I asked what was up and he said 'well, one of two things are gonna happen. 1.) we're going to send her home on O2, or 2.) we're gonna keep her here over the weekend, then next week they'll determine whether we consider keeping her and doing surgery' (Whhhat?!), then he says 'the next 24 hours will tell us more.' So I say:' Soooo, we're staying another night?..cuz I didn't even know that much...' and he says: 'Yes, definitely one more night and we'll reevaluate tomorrow'.
So we're here for at least one more day possibly more...(?) Just to repeat a bit... her oxygen levels are good when she's sitting still or sleeping, but the minute she starts playing, babbling, fussing, crying (basically moving), they dip in the 60s. They want them above 75.
She's fine with the O2 nasal cannula, but when they shut off the oxygen, her O2 sats dip.
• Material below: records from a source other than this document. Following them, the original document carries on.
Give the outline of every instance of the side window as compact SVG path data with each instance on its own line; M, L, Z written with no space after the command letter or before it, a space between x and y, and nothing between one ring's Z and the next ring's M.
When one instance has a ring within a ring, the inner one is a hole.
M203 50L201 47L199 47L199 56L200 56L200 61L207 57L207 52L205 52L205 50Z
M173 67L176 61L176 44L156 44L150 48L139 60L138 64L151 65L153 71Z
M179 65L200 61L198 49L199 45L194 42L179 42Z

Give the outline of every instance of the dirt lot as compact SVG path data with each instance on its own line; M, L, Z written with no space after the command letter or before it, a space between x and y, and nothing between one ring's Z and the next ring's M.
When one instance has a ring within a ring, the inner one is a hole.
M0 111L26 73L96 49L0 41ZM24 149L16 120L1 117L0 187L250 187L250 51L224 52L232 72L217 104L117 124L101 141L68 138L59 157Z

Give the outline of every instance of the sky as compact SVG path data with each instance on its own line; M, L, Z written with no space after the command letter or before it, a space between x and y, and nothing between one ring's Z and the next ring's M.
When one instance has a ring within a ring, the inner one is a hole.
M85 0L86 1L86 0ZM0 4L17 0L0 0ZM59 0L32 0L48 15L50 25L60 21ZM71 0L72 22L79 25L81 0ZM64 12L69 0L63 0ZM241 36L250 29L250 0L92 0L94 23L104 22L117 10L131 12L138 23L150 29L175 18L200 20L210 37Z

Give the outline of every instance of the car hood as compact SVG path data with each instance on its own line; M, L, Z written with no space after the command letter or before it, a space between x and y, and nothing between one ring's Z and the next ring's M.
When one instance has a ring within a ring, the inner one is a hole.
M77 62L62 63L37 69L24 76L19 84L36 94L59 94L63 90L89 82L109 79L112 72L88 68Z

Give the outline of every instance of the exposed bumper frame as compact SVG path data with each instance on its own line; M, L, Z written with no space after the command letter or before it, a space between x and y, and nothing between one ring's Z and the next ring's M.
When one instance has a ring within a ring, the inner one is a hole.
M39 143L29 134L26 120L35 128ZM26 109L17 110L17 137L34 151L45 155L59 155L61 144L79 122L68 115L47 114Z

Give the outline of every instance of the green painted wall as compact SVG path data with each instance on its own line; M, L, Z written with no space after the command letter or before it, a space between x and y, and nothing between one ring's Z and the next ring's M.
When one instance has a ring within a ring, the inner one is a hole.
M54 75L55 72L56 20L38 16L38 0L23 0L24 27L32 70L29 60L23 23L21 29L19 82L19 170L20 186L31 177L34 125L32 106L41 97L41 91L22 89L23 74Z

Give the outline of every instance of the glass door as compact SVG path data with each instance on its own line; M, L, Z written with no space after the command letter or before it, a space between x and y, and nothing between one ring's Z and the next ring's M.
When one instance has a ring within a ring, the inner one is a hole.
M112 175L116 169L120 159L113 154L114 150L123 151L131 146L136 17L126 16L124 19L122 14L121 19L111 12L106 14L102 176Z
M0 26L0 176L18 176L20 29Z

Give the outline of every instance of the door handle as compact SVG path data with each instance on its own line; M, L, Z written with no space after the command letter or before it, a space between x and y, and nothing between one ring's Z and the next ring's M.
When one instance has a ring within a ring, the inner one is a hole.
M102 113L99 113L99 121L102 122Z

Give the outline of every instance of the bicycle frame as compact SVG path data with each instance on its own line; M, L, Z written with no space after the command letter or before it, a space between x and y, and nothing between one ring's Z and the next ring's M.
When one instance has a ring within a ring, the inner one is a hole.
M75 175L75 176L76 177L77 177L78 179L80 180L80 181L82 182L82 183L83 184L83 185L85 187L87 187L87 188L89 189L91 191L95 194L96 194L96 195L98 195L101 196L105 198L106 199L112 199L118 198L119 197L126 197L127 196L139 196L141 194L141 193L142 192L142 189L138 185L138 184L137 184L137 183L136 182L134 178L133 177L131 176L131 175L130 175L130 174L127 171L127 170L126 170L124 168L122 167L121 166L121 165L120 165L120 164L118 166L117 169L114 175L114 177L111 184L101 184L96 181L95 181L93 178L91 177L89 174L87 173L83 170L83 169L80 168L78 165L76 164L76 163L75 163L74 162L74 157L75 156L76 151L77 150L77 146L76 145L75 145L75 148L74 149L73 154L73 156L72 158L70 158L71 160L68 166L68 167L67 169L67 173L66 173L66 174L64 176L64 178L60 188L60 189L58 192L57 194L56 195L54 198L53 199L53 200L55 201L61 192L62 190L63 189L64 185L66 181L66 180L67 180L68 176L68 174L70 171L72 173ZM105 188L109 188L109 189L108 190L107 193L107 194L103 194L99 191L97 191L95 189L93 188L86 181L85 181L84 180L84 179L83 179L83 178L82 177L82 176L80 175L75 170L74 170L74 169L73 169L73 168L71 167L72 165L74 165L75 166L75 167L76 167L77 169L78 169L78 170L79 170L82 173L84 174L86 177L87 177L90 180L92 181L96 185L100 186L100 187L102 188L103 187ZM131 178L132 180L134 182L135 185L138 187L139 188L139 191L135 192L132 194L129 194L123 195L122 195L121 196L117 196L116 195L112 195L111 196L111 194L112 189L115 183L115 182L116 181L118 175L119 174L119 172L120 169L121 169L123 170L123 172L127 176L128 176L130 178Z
Here is a pic of her with our day nurse Kristi:
She has an IV line in her leg/ankle and she keeps bending her foot and causing the alarms in the IV to go off, so the nurse last night put this big 'ol sock on her to stop her from pulling at it, or putting it in her mouth. It looks so funny.
So all day today they are going to try to wean her off the oxygen and see how she's doing....let's keep our fingers crossed... but I don't know what I'm crossing them for (honestly!)... I kind of want her surgery over with, but I kind of want her to go home too...I guess I'm crossing them that she comes off the oxygen, goes home, has a chance for her arteries to grow, then comes back in 4 weeks for her surgery. Yeah, that sounds good, right?